The Cleveland Cavaliers reportedly reached an agreement with veteran forward Jeff Green on a one year deal.
The deal is worth $2.3 million dollars which is the veteran’s minimum. In terms of luxury tax, the Cavaliers are a repeat offender so this will in reality cost them around $8 million.
Green, a nine year veteran in the NBA played with the Orlando Magic last season where he averaged 9.2 points and 3.1 rebounds in 69 games (11 starts).
Green was drafted 5th overall by the Boston Celtics in the 2007 NBA Draft but was immediately traded to the then Seattle Supersonics in the Ray Allen trade. He spent four seasons with Seattle/Oklahoma City alongside Kevin Durant and was a first team All-Rookie with Durant in the 2007-2008 season.

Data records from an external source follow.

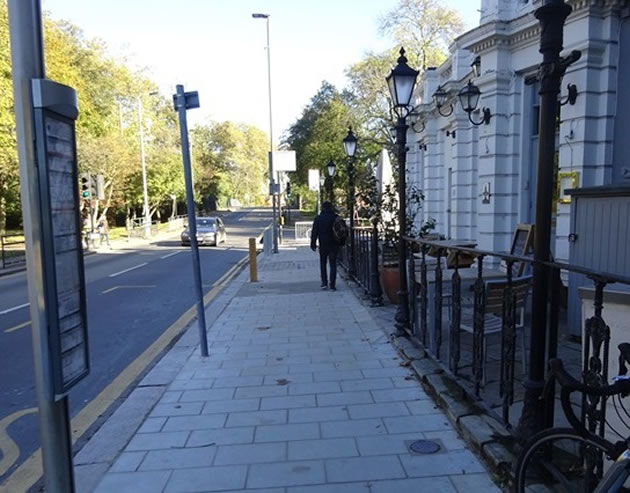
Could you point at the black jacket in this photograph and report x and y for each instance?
(322, 230)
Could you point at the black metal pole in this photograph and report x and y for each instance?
(351, 270)
(180, 107)
(551, 16)
(402, 314)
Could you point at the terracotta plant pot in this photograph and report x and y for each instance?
(390, 280)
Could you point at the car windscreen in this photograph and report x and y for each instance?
(205, 223)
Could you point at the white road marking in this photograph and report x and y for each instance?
(171, 254)
(129, 269)
(9, 310)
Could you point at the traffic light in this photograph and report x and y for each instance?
(86, 189)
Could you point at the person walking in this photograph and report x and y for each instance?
(323, 231)
(103, 231)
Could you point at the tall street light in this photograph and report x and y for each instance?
(147, 212)
(401, 82)
(271, 177)
(350, 146)
(331, 167)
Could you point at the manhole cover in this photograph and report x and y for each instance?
(424, 447)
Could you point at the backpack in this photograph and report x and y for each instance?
(340, 231)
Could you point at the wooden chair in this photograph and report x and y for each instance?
(493, 313)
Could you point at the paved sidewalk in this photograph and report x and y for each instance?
(302, 392)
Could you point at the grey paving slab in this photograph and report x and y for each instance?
(179, 458)
(206, 479)
(317, 403)
(339, 398)
(128, 461)
(287, 432)
(155, 441)
(406, 394)
(322, 449)
(286, 474)
(228, 406)
(251, 453)
(265, 391)
(206, 395)
(364, 469)
(133, 482)
(380, 410)
(288, 402)
(321, 414)
(362, 427)
(433, 485)
(152, 425)
(428, 422)
(465, 483)
(257, 418)
(458, 462)
(313, 388)
(225, 436)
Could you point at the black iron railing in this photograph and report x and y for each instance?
(365, 261)
(460, 297)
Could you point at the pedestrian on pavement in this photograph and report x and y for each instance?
(323, 231)
(103, 231)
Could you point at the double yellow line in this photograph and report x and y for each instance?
(28, 473)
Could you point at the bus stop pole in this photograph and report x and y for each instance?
(27, 58)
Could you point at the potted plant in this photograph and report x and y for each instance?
(383, 208)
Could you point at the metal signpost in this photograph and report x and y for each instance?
(182, 102)
(44, 113)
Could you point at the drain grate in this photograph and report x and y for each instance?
(424, 447)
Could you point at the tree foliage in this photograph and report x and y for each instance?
(108, 128)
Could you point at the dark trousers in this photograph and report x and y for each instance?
(330, 255)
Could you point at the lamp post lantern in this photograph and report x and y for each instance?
(272, 181)
(331, 167)
(401, 82)
(350, 146)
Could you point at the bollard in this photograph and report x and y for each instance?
(253, 266)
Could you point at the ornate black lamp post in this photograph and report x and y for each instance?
(401, 82)
(331, 167)
(551, 16)
(350, 146)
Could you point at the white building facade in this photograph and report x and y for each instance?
(454, 162)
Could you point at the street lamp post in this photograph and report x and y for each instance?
(271, 177)
(147, 212)
(551, 16)
(350, 146)
(331, 167)
(401, 82)
(320, 195)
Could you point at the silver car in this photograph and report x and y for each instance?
(210, 231)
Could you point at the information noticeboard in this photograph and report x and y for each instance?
(55, 109)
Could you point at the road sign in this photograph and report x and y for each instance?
(85, 186)
(313, 180)
(54, 111)
(284, 161)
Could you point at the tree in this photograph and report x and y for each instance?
(425, 28)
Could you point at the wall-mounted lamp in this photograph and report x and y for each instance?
(571, 95)
(392, 133)
(416, 128)
(469, 98)
(439, 98)
(485, 193)
(476, 66)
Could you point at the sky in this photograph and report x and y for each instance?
(215, 47)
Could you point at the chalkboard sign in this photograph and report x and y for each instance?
(522, 242)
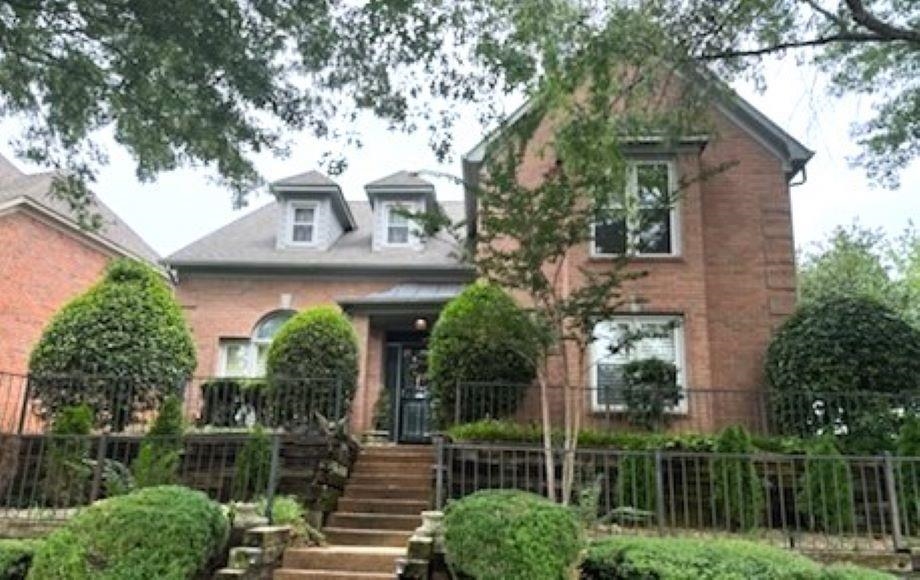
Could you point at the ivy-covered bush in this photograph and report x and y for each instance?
(738, 494)
(650, 391)
(313, 355)
(637, 558)
(120, 347)
(510, 535)
(484, 342)
(160, 455)
(67, 471)
(168, 532)
(828, 355)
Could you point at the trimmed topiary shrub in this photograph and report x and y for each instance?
(738, 494)
(511, 535)
(828, 355)
(313, 355)
(120, 347)
(169, 533)
(637, 558)
(482, 336)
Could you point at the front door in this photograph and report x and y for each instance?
(406, 380)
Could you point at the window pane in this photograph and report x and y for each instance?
(303, 215)
(235, 359)
(397, 235)
(653, 231)
(610, 236)
(303, 233)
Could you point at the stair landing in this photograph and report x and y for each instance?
(388, 488)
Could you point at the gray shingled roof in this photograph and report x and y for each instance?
(251, 242)
(37, 188)
(400, 179)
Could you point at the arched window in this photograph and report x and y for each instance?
(240, 357)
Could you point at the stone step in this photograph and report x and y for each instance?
(384, 491)
(371, 521)
(359, 537)
(383, 506)
(346, 558)
(289, 574)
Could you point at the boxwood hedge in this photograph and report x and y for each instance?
(167, 532)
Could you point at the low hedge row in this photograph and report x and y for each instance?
(637, 558)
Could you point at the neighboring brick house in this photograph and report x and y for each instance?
(720, 264)
(45, 260)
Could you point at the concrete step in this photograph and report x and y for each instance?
(288, 574)
(346, 558)
(383, 506)
(359, 537)
(384, 491)
(366, 521)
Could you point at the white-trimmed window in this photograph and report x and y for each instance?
(302, 222)
(241, 357)
(643, 221)
(397, 224)
(628, 338)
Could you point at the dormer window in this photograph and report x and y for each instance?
(397, 225)
(303, 223)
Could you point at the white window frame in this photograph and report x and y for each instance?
(387, 208)
(597, 356)
(631, 195)
(292, 212)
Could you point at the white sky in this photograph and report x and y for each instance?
(184, 205)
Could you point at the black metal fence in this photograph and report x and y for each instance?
(807, 502)
(125, 406)
(801, 413)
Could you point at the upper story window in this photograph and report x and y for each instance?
(644, 220)
(240, 357)
(302, 223)
(397, 224)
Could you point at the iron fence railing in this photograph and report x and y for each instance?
(807, 502)
(802, 413)
(120, 405)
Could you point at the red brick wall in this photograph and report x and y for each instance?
(41, 268)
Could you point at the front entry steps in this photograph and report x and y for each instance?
(385, 494)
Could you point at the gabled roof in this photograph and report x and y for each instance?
(19, 189)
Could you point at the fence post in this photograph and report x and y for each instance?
(273, 475)
(659, 492)
(97, 469)
(439, 474)
(893, 502)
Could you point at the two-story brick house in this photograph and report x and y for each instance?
(720, 267)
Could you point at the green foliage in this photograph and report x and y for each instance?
(509, 535)
(313, 355)
(482, 336)
(829, 352)
(168, 532)
(252, 466)
(738, 494)
(650, 390)
(67, 470)
(120, 347)
(826, 488)
(160, 455)
(16, 557)
(637, 558)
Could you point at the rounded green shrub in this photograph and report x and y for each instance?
(314, 354)
(485, 343)
(511, 535)
(120, 347)
(828, 355)
(168, 532)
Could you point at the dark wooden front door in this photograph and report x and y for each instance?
(407, 383)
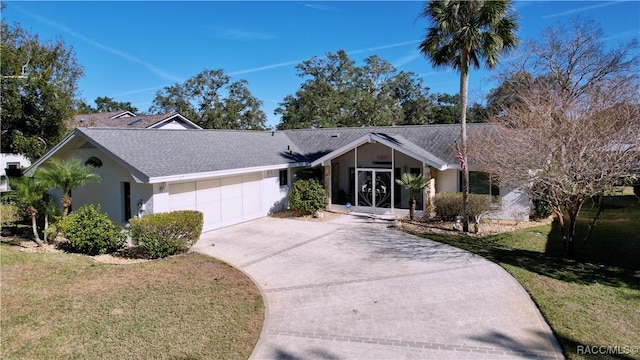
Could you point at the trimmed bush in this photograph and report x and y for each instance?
(449, 205)
(167, 234)
(90, 232)
(307, 196)
(9, 214)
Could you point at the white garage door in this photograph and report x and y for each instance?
(223, 202)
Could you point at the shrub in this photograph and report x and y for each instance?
(449, 205)
(307, 196)
(9, 214)
(90, 232)
(541, 209)
(167, 234)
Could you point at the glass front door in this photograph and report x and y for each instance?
(374, 188)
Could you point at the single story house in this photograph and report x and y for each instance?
(127, 120)
(236, 176)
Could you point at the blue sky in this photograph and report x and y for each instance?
(130, 50)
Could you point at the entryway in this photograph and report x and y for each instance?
(374, 190)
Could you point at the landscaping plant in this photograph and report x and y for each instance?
(307, 196)
(167, 234)
(90, 232)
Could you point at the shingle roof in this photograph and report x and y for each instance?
(162, 153)
(158, 153)
(115, 120)
(438, 140)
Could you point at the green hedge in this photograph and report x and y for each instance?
(307, 196)
(167, 234)
(90, 232)
(449, 205)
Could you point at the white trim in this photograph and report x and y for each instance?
(189, 122)
(371, 137)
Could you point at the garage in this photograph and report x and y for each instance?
(223, 201)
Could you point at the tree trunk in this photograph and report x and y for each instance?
(412, 208)
(66, 204)
(464, 80)
(34, 227)
(46, 226)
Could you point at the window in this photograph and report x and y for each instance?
(94, 161)
(126, 200)
(482, 183)
(284, 177)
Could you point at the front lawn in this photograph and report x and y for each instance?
(594, 301)
(190, 306)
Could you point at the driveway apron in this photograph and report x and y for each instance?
(355, 288)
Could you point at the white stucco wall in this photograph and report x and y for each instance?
(515, 205)
(275, 197)
(447, 181)
(109, 192)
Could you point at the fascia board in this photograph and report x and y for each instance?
(342, 150)
(137, 175)
(32, 168)
(438, 165)
(222, 173)
(181, 118)
(373, 137)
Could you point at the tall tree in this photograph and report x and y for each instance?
(212, 101)
(66, 175)
(575, 127)
(464, 34)
(413, 183)
(337, 93)
(29, 194)
(39, 87)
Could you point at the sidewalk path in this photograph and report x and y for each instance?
(353, 288)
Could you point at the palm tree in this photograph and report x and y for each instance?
(462, 33)
(413, 183)
(66, 175)
(28, 193)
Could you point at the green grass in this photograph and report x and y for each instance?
(593, 301)
(57, 305)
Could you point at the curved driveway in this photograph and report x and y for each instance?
(353, 288)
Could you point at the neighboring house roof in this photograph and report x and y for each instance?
(159, 155)
(128, 120)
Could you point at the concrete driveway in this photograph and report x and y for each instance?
(353, 288)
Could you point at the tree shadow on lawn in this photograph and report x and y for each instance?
(615, 240)
(545, 264)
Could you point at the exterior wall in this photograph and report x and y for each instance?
(223, 201)
(109, 192)
(447, 181)
(405, 164)
(275, 197)
(5, 161)
(515, 205)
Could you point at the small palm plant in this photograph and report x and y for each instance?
(413, 183)
(28, 193)
(66, 175)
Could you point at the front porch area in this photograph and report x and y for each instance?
(362, 178)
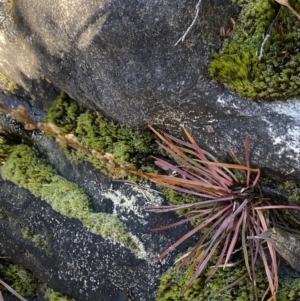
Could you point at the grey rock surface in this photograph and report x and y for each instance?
(75, 261)
(119, 57)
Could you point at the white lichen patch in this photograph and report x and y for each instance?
(125, 203)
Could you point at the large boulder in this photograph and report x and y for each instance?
(120, 58)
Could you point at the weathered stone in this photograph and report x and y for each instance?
(286, 244)
(119, 57)
(73, 260)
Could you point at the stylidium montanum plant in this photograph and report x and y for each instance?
(232, 210)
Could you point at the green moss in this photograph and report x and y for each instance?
(5, 149)
(7, 83)
(26, 169)
(272, 75)
(51, 295)
(291, 189)
(3, 213)
(96, 132)
(21, 280)
(174, 282)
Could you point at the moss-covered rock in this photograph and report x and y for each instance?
(21, 280)
(174, 282)
(26, 169)
(96, 132)
(261, 60)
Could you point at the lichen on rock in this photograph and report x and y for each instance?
(94, 131)
(26, 169)
(261, 60)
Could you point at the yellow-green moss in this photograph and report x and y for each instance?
(21, 280)
(26, 169)
(239, 65)
(5, 149)
(96, 132)
(174, 282)
(51, 295)
(7, 83)
(291, 189)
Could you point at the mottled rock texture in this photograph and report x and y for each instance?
(63, 253)
(119, 57)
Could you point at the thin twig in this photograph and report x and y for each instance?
(190, 27)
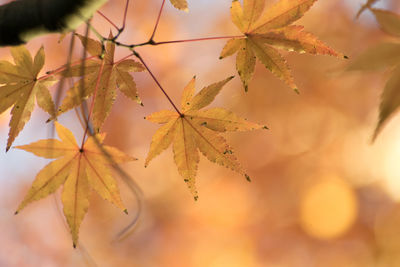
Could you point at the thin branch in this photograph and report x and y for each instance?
(151, 42)
(125, 12)
(157, 21)
(92, 104)
(122, 59)
(198, 39)
(65, 67)
(106, 18)
(157, 82)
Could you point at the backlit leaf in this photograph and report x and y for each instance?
(389, 21)
(193, 130)
(79, 169)
(102, 76)
(272, 28)
(180, 4)
(21, 86)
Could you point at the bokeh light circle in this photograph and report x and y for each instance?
(328, 208)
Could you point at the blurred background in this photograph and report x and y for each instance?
(321, 194)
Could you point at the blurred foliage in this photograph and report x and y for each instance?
(321, 194)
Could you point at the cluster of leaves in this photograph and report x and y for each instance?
(269, 30)
(384, 55)
(189, 129)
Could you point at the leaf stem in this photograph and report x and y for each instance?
(157, 82)
(122, 59)
(62, 68)
(92, 104)
(157, 21)
(151, 42)
(109, 20)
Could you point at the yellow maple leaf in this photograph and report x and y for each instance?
(180, 4)
(193, 129)
(264, 32)
(382, 56)
(111, 75)
(79, 169)
(20, 86)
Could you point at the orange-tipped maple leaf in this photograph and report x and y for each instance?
(180, 4)
(20, 86)
(382, 56)
(194, 129)
(264, 32)
(103, 74)
(79, 169)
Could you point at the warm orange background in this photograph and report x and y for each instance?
(321, 194)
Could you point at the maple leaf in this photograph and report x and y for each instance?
(264, 32)
(106, 75)
(193, 129)
(20, 86)
(79, 169)
(382, 56)
(365, 6)
(180, 4)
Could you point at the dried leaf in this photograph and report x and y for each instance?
(194, 129)
(79, 169)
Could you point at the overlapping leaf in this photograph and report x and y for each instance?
(195, 129)
(102, 76)
(79, 169)
(19, 87)
(382, 56)
(264, 32)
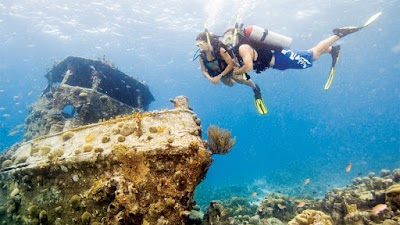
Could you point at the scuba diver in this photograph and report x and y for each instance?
(216, 64)
(259, 49)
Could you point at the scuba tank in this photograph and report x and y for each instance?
(266, 36)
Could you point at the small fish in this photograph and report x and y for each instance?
(378, 208)
(301, 204)
(348, 167)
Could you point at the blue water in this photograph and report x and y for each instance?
(308, 133)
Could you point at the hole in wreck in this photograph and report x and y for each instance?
(68, 111)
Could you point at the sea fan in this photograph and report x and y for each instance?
(219, 140)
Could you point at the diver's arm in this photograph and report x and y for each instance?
(205, 73)
(228, 60)
(204, 70)
(246, 52)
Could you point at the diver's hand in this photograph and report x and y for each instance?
(215, 79)
(236, 70)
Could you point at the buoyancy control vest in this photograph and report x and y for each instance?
(217, 58)
(264, 52)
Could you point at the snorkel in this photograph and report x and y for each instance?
(208, 40)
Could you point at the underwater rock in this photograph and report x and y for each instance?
(146, 179)
(80, 92)
(309, 216)
(393, 196)
(216, 214)
(282, 206)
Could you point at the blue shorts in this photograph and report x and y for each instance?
(288, 59)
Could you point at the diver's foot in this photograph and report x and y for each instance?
(257, 92)
(343, 31)
(335, 52)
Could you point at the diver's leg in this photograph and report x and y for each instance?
(324, 46)
(228, 81)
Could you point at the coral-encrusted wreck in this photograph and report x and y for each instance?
(137, 168)
(82, 91)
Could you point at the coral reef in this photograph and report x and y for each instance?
(309, 217)
(219, 140)
(93, 177)
(370, 200)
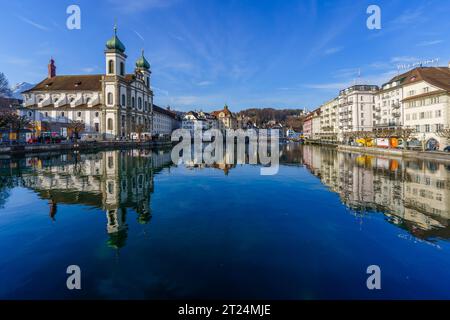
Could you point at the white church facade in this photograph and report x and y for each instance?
(112, 105)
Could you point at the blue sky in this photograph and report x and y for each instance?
(246, 53)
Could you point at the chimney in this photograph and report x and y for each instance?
(51, 69)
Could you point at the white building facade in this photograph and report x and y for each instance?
(111, 104)
(356, 109)
(426, 104)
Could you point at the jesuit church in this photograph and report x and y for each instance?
(113, 104)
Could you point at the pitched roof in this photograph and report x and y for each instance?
(163, 111)
(436, 76)
(69, 83)
(225, 110)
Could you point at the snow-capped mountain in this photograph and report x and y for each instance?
(19, 88)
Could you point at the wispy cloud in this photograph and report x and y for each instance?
(328, 86)
(204, 83)
(404, 59)
(89, 69)
(139, 35)
(34, 24)
(410, 16)
(429, 43)
(331, 51)
(133, 6)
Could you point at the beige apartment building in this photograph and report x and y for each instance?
(356, 109)
(329, 120)
(426, 104)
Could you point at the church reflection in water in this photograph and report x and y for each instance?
(413, 194)
(114, 181)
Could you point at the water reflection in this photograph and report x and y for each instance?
(414, 195)
(113, 181)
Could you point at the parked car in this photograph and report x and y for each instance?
(90, 137)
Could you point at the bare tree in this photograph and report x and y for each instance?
(405, 134)
(139, 129)
(76, 127)
(444, 133)
(5, 91)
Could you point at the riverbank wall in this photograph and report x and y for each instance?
(411, 154)
(86, 146)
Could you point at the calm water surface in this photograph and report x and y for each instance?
(142, 228)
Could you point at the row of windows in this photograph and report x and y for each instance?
(413, 92)
(62, 114)
(110, 101)
(424, 115)
(423, 102)
(429, 128)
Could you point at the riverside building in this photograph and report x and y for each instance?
(112, 104)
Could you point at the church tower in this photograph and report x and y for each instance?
(115, 56)
(143, 69)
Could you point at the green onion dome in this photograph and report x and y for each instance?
(142, 62)
(114, 43)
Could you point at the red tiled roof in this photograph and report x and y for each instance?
(436, 76)
(69, 83)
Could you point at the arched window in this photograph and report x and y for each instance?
(111, 67)
(122, 69)
(110, 98)
(110, 124)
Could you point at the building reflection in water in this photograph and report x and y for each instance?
(114, 181)
(412, 194)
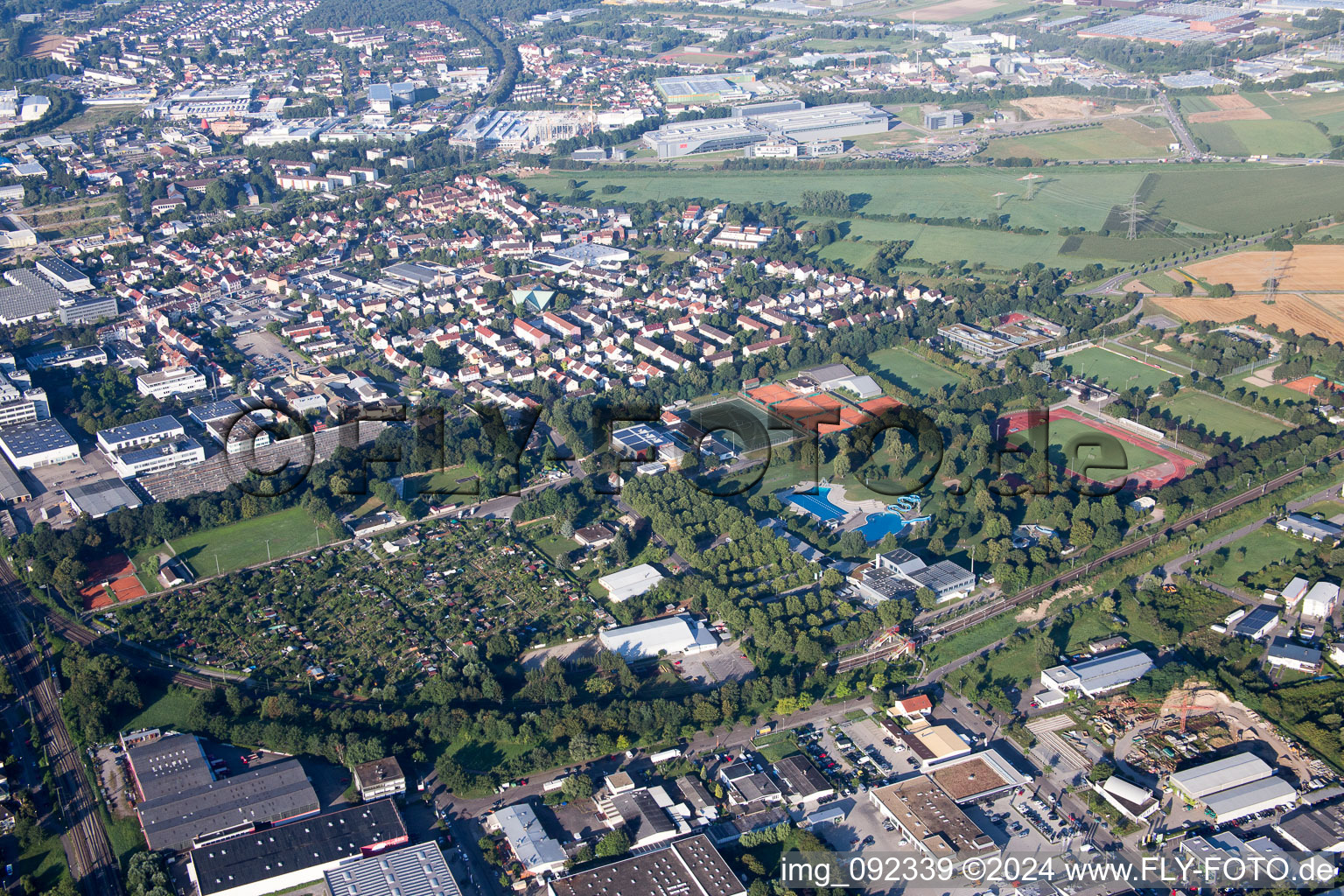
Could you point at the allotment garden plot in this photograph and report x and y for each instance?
(351, 618)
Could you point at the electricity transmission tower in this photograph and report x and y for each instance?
(1132, 218)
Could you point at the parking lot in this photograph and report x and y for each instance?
(715, 667)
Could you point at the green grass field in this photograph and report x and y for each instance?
(913, 373)
(240, 544)
(1268, 136)
(1221, 416)
(1264, 547)
(1110, 369)
(1062, 434)
(1116, 138)
(1203, 199)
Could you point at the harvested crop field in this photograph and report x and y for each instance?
(1055, 107)
(1309, 269)
(1319, 315)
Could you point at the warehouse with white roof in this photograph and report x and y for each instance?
(1221, 774)
(671, 634)
(631, 584)
(1098, 676)
(1249, 800)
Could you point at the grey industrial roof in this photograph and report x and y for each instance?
(526, 836)
(168, 765)
(802, 775)
(29, 296)
(303, 844)
(1256, 620)
(11, 484)
(1285, 649)
(101, 497)
(220, 410)
(60, 270)
(1250, 797)
(641, 815)
(269, 793)
(159, 426)
(1221, 774)
(690, 865)
(416, 871)
(35, 437)
(1313, 828)
(1112, 669)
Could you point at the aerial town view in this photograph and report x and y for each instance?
(671, 448)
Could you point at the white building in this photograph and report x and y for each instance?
(38, 444)
(528, 841)
(1098, 676)
(1221, 774)
(631, 584)
(1320, 601)
(175, 381)
(682, 634)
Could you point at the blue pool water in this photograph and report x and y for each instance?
(879, 526)
(817, 506)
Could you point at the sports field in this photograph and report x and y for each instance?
(1116, 138)
(1085, 459)
(742, 424)
(1110, 369)
(913, 373)
(1219, 416)
(240, 544)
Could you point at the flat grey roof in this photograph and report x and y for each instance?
(414, 871)
(270, 793)
(102, 497)
(144, 429)
(303, 844)
(35, 437)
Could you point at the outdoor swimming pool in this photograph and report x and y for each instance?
(879, 526)
(817, 506)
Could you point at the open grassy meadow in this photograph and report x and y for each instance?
(1221, 416)
(1115, 138)
(1198, 199)
(1112, 369)
(912, 371)
(240, 544)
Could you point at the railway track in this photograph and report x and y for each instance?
(1003, 605)
(88, 850)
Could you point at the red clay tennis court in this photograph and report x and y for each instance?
(1306, 384)
(115, 572)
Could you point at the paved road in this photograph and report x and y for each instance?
(1179, 564)
(1178, 124)
(88, 850)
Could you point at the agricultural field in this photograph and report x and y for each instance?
(1219, 416)
(913, 373)
(348, 620)
(962, 11)
(1115, 138)
(1311, 298)
(1195, 198)
(1112, 369)
(1265, 122)
(240, 544)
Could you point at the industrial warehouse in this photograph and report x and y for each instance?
(774, 121)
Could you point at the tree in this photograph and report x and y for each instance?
(577, 788)
(614, 845)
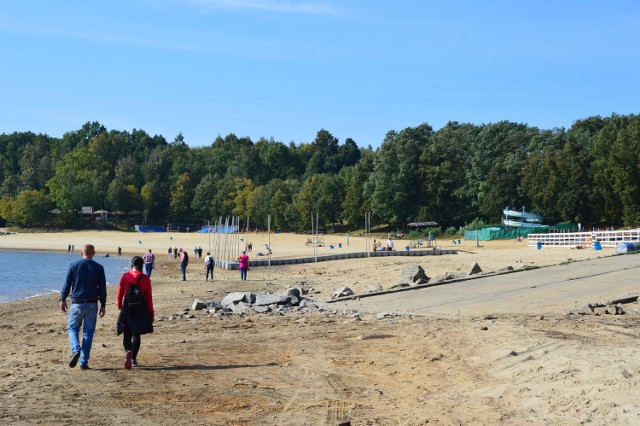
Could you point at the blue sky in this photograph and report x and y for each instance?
(286, 69)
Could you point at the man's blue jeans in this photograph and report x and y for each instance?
(85, 315)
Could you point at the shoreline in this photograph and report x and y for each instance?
(320, 366)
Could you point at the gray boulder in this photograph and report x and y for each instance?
(475, 269)
(342, 292)
(373, 288)
(235, 298)
(198, 305)
(270, 299)
(414, 275)
(399, 286)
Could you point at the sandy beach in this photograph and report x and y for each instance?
(328, 367)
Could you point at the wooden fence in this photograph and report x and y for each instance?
(585, 239)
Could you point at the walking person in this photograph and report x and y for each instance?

He’s also spent time with Boston, Memphis, and the Los Angeles Clippers. His career averages are 13.5 points, 4.7 rebounds while shooting 43.5% from the field and 33.3% from three point distance.
Durability is a plus for Green as he averages 78 games a season. He missed the 2011-2012 season with a heart condition but that was fixed via surgery.
He can play both the power forward and small forward positions which brings a versatility that the Cavaliers will love in small ball lineups. It may however spell the end of the Derrick Williams experiment in Cleveland.
Williams is a versatile forward like Green and while the Cavaliers could still bring him back as the 2017-2018 roster is not finalized and more moves could be coming, I would think Williams may not be back.
For the veteran’s minimum, this is a low risk-high reward move for the Cavaliers.
Green has shown he can score and that’s a huge need off the bench for this team.
Defensively, he held players he defended to 45% shooting according to NBA.com. However, when you break it down more in-depth, it’s a cause for concern. Defending two pointers, he gave up over 52% shooting and when it was less than 10 feet to the basket, he gave up 61% shooting.
It’s obvious Cleveland wanted him though and Lebron James wanted him because according to Brian Windhorst of ESPN, Lebron and Green both were communicating to each other before Green made his decision.